0

as a part of a project I'm working on, I'm trying to build an hierarchical data structure of objects from different types.

I used django-mptt for it, which promises to handle trees in a smart way with fast queries.

The problem is, that I have multiple models that needs to participate in this data tree, so I used generic relation in order to store the required data.

A snippet of the model I built:

class CPNode(MPTTModel):
    content_type = models.ForeignKey(ContentType, null=True, blank=True)
    object_id = models.PositiveIntegerField(null=True)
    content_object = GenericForeignKey('content_type', 'object_id')
    parent = TreeForeignKey('self', null=True, blank=True, related_name='children', db_index=True)
...

This gives me what i want, except of the query issue.

I figure that to query all the data will cost multiple queries (each time I would like to get the content_object itself).

Does anyone has an idea of how I can maintain this structure, and at the same time being able to get all the data in a scalable query?

Arpit Solanki
  • 9,567
  • 3
  • 41
  • 57
Dar Ben-Tov
  • 111
  • 7
  • what is the exact problem you're having? You've chosen to use relational database for this, so you can't avoid having some JOINs in these types of queries. Use [`prefetch_related`](https://docs.djangoproject.com/en/1.11/ref/models/querysets/#django.db.models.query.QuerySet.prefetch_related) if you need to directly fetch `content_object` in your queries, to avoid multiple queries. Whether it's scalable depends on your data. A NoSQL DB might be better suited for this kind of tree. – dirkgroten Aug 21 '17 at 13:21
  • The problem is, that big part of this data is already in production. so shifting to NoSQL DB is my last resort.

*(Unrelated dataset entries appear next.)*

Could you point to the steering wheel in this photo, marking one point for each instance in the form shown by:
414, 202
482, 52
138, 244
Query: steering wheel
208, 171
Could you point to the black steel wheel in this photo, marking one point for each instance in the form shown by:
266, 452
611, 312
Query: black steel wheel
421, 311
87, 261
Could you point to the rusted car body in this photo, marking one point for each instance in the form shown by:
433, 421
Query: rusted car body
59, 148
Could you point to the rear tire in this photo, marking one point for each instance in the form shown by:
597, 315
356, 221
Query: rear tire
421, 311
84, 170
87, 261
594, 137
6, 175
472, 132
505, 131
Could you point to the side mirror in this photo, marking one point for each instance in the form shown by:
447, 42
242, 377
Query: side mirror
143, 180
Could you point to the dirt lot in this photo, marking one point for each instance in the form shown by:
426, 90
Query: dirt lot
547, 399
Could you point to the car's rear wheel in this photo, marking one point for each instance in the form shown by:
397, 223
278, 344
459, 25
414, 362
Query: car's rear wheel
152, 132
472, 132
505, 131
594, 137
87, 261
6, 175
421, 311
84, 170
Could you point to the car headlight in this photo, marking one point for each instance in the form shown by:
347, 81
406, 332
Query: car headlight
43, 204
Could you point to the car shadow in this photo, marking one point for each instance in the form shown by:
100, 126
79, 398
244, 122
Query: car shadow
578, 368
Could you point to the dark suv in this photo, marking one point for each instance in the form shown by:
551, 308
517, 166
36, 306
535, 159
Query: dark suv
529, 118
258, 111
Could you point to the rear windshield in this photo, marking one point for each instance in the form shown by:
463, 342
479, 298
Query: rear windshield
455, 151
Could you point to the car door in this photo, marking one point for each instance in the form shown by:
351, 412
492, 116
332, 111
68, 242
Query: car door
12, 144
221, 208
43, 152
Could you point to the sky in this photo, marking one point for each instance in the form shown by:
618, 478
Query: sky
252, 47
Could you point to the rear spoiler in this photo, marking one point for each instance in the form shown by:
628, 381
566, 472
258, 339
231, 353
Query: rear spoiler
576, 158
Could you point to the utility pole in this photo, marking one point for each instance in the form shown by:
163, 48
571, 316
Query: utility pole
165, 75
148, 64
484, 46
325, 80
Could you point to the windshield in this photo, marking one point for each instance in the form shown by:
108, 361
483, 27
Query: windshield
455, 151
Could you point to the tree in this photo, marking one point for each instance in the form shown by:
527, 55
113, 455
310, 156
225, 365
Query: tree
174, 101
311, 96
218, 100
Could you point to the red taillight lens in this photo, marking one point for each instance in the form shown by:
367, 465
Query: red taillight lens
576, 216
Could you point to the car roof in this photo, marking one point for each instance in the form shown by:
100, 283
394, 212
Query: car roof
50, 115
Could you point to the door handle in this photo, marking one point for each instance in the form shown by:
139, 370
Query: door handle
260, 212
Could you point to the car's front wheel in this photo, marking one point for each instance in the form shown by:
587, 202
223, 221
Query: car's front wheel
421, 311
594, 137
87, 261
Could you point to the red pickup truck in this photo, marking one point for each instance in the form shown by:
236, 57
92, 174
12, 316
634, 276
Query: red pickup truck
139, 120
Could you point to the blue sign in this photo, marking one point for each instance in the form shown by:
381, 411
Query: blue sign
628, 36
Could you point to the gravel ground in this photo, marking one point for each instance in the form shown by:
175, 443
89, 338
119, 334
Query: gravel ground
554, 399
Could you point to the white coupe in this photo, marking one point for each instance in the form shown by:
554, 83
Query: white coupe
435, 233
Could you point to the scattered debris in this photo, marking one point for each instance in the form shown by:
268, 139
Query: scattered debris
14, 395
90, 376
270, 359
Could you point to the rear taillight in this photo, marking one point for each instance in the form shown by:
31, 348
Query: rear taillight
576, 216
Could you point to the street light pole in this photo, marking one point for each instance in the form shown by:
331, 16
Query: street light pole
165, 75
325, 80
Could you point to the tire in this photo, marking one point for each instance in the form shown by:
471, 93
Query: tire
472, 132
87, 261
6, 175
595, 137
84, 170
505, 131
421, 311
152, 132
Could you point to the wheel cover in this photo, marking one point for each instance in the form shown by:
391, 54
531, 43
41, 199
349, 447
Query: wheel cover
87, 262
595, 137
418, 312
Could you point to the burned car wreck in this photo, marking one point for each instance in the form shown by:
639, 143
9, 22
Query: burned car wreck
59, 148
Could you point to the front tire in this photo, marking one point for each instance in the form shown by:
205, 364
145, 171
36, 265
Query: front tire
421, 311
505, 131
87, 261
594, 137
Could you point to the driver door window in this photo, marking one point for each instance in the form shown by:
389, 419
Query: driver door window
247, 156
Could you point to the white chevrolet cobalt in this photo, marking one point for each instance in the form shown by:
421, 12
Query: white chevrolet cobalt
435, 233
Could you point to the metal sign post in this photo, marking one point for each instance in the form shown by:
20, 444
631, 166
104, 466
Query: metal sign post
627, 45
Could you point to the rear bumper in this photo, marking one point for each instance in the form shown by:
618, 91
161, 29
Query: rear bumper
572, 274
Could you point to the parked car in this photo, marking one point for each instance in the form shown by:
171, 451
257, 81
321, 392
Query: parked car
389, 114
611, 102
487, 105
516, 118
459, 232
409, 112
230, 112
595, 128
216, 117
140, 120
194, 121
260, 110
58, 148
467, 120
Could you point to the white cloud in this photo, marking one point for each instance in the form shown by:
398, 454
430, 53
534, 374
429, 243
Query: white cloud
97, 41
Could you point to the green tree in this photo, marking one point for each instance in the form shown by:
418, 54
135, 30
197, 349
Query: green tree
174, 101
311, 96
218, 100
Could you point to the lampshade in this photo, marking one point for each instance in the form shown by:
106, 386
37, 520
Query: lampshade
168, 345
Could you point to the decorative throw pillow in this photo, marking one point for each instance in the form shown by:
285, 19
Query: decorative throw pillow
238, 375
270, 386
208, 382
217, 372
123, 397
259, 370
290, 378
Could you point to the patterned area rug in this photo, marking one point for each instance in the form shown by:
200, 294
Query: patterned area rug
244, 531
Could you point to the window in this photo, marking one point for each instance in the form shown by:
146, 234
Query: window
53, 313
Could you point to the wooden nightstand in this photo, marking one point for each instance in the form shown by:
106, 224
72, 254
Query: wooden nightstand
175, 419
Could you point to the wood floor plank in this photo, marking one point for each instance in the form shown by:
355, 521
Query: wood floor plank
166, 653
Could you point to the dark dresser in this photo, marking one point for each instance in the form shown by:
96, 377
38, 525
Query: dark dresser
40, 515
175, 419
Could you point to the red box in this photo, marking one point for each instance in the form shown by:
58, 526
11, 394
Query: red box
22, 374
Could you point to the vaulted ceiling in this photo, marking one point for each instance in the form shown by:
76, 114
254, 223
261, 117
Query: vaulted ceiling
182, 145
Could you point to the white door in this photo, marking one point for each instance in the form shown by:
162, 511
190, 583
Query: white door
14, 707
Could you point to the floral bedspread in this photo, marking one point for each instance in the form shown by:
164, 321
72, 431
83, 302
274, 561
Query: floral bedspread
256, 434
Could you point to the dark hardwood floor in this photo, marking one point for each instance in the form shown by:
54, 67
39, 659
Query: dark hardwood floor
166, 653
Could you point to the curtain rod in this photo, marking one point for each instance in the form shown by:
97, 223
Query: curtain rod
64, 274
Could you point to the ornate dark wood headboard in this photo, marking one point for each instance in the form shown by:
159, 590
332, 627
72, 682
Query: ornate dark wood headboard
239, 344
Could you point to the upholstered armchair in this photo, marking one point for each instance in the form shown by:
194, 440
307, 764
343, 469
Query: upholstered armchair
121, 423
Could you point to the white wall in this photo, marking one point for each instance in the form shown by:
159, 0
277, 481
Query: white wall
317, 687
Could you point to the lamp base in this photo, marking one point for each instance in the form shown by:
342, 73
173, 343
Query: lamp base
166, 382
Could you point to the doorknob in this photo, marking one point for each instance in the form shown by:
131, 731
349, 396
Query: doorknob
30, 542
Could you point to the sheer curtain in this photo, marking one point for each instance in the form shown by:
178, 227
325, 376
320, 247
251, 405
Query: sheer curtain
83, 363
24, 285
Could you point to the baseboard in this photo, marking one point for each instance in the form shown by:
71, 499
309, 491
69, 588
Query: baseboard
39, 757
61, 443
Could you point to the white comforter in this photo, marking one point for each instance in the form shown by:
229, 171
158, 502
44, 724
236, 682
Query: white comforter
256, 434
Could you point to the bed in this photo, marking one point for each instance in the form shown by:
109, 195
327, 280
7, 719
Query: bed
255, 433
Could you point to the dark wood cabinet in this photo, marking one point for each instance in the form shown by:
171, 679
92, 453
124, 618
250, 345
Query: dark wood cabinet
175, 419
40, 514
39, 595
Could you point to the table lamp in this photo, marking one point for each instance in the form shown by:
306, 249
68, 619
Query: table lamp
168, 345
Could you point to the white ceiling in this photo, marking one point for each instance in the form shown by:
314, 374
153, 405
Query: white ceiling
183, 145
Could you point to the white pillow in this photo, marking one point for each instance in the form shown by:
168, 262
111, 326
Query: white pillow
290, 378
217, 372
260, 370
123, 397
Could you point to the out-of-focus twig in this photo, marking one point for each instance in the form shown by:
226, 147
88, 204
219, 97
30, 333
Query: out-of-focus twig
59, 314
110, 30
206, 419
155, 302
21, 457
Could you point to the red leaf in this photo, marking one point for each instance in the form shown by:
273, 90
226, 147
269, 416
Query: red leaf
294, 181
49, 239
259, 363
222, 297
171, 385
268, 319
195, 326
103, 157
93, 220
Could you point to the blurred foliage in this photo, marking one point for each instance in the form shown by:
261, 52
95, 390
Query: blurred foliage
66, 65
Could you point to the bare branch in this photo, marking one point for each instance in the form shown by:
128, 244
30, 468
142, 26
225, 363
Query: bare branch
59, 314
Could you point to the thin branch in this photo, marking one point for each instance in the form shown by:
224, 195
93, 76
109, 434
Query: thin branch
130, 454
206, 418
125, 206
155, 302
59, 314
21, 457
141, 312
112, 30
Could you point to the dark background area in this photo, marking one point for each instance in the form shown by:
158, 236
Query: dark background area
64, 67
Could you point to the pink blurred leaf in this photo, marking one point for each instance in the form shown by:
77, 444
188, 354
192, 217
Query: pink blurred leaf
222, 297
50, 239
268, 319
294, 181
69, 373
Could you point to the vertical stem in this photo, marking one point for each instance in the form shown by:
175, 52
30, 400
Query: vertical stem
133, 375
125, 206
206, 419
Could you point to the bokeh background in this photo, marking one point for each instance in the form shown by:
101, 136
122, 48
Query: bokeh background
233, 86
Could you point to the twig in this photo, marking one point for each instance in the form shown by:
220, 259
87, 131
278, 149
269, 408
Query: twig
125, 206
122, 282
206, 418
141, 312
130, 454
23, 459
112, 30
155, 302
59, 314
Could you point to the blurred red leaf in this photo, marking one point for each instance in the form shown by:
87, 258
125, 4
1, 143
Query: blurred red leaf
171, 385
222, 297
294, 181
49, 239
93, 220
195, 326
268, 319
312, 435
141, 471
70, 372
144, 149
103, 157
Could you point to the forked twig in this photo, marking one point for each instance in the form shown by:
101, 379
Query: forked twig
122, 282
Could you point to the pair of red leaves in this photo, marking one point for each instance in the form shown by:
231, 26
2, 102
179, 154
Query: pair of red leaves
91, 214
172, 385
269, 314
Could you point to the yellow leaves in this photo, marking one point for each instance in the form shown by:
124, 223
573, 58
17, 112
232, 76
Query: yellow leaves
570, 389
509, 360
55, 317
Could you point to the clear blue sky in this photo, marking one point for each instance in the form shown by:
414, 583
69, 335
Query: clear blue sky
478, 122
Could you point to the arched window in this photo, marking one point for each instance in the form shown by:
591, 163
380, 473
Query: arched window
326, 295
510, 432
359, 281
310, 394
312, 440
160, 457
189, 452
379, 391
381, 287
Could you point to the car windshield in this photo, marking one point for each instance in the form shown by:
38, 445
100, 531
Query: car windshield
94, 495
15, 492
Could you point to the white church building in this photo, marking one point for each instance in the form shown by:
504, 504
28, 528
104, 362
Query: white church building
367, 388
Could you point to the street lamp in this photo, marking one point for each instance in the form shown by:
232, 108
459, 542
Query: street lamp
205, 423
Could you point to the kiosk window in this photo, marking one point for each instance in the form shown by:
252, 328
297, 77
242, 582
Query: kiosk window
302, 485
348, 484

I haven't started yet, but thinking ahead, it seems like querying a big tree with multiple types of nodes will be a mess. I have multiple type of assets which each type is maintained by a model, and each asset can have asset below of vary types. – Dar Ben-Tov Aug 21 '17 at 13:26

1 Answers1

0

Relational databases (well SQL databases at least) are not that great when it comes to heterogenous trees... MPTT will indeed vastly improve reading perfs by avoiding the need for recursive queries, but this won't solve the GenericForeignKey hack - there's just no way to implement such a feature at the SQL level so if you use it, yes, you WILL need one more query per node to get the effective content.

The only way to avoid those extra queries would be to cram every field of every node subtype in the same model, add a "node_type" field to it and use per-node-type proxy models. The code won't be pretty (been here, done that) but well, there are few other options here...

bruno desthuilliers
  • 75,974
  • 6
  • 88
  • 118